This blog post was originally published at Qualcomm’s website. It is reprinted here with the permission of Qualcomm.
Qualcomm AI Research deploys a popular 1B+ parameter foundation model on an edge device through full-stack AI optimization
Foundation models are taking the artificial intelligence (AI) industry by storm. A foundation model is a large neural network trained on a vast quantity of data at scale, resulting in a model that can be adapted to a wide range of downstream tasks with high performance. Stable Diffusion, a very popular foundation model, is a text-to-image generative AI model capable of creating photorealistic images given any text input within tens of seconds — pretty incredible. At over 1 billion parameters, Stable Diffusion had been primarily confined to running in the cloud, until now. Read on to learn how Qualcomm AI Research performed full-stack AI optimizations using the Qualcomm AI Stack to deploy Stable Diffusion on an Android smartphone for the very first time.

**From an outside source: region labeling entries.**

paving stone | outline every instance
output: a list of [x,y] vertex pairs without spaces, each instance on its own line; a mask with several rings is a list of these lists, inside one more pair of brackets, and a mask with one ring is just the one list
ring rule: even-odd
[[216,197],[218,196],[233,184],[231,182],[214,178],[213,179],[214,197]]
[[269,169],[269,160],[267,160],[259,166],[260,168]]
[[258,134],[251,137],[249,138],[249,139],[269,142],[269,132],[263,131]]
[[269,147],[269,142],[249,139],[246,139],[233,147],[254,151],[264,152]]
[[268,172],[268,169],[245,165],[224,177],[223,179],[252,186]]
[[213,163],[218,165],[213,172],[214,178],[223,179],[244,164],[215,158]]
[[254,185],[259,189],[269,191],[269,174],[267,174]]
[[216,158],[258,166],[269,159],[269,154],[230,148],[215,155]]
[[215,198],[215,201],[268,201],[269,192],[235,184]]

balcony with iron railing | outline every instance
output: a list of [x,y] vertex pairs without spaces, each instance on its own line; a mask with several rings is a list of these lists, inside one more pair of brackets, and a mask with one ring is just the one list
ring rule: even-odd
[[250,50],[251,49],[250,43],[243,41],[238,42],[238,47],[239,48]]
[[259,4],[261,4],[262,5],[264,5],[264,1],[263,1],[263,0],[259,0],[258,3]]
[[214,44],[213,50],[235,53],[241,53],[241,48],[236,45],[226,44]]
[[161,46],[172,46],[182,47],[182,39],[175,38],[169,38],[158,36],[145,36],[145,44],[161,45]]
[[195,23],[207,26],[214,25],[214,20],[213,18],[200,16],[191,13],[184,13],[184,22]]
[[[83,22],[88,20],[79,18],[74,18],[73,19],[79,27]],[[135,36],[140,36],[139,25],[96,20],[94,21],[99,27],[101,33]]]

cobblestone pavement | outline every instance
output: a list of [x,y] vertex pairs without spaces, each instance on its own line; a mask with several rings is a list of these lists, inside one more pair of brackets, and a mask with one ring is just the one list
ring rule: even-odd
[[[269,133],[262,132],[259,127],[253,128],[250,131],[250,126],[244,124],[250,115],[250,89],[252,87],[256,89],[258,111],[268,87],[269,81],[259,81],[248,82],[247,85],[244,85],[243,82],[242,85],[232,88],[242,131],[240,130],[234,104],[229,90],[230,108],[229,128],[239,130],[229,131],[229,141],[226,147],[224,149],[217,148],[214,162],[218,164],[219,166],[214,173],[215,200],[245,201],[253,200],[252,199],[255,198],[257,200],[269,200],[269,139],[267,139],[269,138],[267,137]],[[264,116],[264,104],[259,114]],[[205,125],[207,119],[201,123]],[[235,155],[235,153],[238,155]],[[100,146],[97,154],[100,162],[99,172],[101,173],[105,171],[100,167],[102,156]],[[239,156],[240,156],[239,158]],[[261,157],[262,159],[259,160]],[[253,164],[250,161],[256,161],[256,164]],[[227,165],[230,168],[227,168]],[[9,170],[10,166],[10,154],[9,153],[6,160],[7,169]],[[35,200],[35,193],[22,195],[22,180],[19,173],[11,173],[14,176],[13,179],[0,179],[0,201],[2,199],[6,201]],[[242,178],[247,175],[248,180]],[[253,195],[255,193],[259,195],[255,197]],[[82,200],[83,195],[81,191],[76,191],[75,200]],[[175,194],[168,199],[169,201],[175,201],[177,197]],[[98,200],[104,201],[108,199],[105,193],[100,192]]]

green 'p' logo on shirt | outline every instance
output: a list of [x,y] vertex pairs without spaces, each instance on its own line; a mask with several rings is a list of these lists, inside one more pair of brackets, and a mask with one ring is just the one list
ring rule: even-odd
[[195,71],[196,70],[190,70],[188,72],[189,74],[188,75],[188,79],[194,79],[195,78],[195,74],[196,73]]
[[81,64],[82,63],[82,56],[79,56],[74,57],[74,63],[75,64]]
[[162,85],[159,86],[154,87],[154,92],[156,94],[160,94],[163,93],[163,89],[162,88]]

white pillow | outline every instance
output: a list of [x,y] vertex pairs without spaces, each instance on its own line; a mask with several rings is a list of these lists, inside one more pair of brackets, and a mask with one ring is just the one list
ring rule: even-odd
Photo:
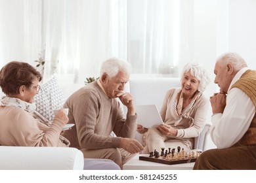
[[36,110],[50,122],[54,118],[53,110],[62,108],[65,101],[63,92],[54,76],[41,87],[34,99]]

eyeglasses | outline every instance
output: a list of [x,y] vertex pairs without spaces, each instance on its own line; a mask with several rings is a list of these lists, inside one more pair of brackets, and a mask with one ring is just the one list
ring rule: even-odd
[[37,86],[33,86],[33,88],[35,88],[37,92],[39,92],[40,89],[41,89],[41,86],[40,85],[37,85]]

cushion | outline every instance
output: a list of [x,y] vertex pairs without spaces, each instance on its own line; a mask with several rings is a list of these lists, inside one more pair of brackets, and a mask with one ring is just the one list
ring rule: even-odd
[[50,122],[54,116],[53,110],[62,108],[65,101],[63,92],[58,86],[55,76],[41,87],[39,93],[34,98],[36,110]]

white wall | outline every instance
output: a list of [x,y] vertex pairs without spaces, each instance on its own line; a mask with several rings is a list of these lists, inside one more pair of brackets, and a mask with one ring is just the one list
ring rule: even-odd
[[[25,0],[0,1],[0,67],[13,59],[32,62],[35,57],[29,55],[29,50],[25,46],[26,38],[30,36],[28,31],[33,31],[28,28],[28,23],[24,22],[27,10],[24,5],[28,2]],[[212,82],[205,91],[205,94],[210,96],[219,90],[213,83],[215,77],[213,71],[215,59],[220,54],[227,51],[237,52],[245,59],[250,67],[256,69],[254,64],[256,59],[256,1],[194,0],[193,2],[194,24],[190,30],[193,44],[190,46],[187,53],[189,57],[186,58],[192,57],[192,60],[203,64],[210,73]],[[37,56],[37,53],[35,56]],[[179,68],[190,61],[182,60]],[[68,82],[62,85],[68,88],[67,95],[72,93],[72,89],[84,85],[85,72],[94,76],[99,71],[99,68],[91,62],[83,62],[79,69],[77,84],[72,86],[71,82]],[[68,78],[60,78],[60,80],[64,83]]]
[[256,1],[229,1],[229,50],[238,52],[256,69]]

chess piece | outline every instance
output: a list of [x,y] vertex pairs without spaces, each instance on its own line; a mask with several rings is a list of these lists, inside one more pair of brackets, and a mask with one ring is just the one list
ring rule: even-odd
[[165,150],[165,148],[161,148],[161,156],[164,156],[164,150]]
[[169,152],[168,152],[168,154],[171,154],[171,148],[169,148]]
[[181,151],[181,146],[177,146],[178,152],[180,152]]
[[165,156],[166,156],[167,154],[168,154],[168,150],[165,150]]
[[154,151],[154,156],[156,156],[156,150],[155,150]]
[[192,151],[191,152],[191,157],[192,157],[192,158],[195,158],[195,152],[194,151]]

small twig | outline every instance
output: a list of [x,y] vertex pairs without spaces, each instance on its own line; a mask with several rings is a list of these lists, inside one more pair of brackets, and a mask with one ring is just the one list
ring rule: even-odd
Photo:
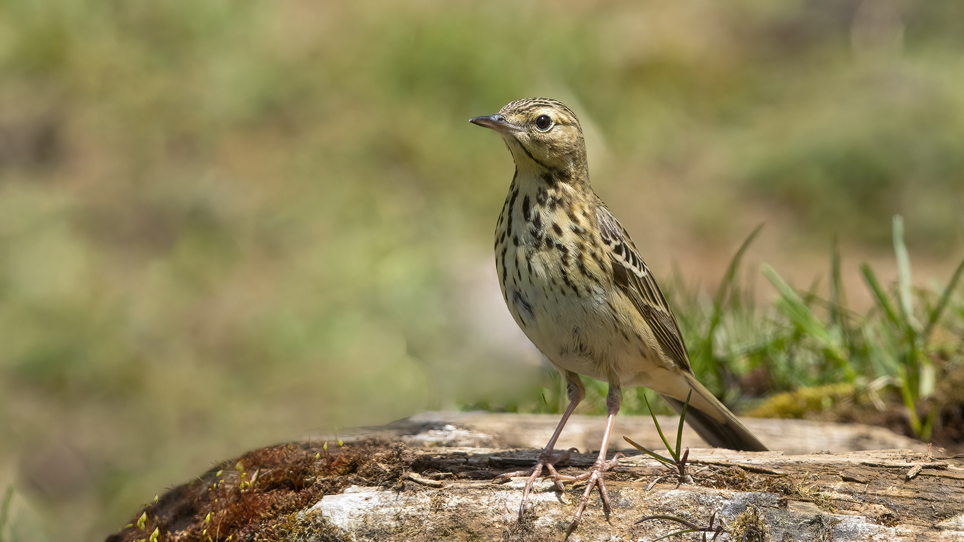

Full-stack AI optimization to efficiently run Stable Diffusion completely on the device.
Full-stack AI optimization with Qualcomm AI Stack
In my “AI firsts” blog post, I described how Qualcomm AI Research has taken on the task of not only generating novel AI research, but also being first to demonstrate proof-of-concepts on commercial devices — paving the way for technology to scale in the real world. Our full-stack AI research means optimizing across the application, the neural network model, the algorithms, the software, and the hardware, as well as working across disciplines within the company. For Stable Diffusion, we started with the FP32 version 1-5 open-source model from Hugging Face and made optimizations through quantization, compilation, and hardware acceleration to run it on a phone powered by Snapdragon 8 Gen 2 Mobile Platform.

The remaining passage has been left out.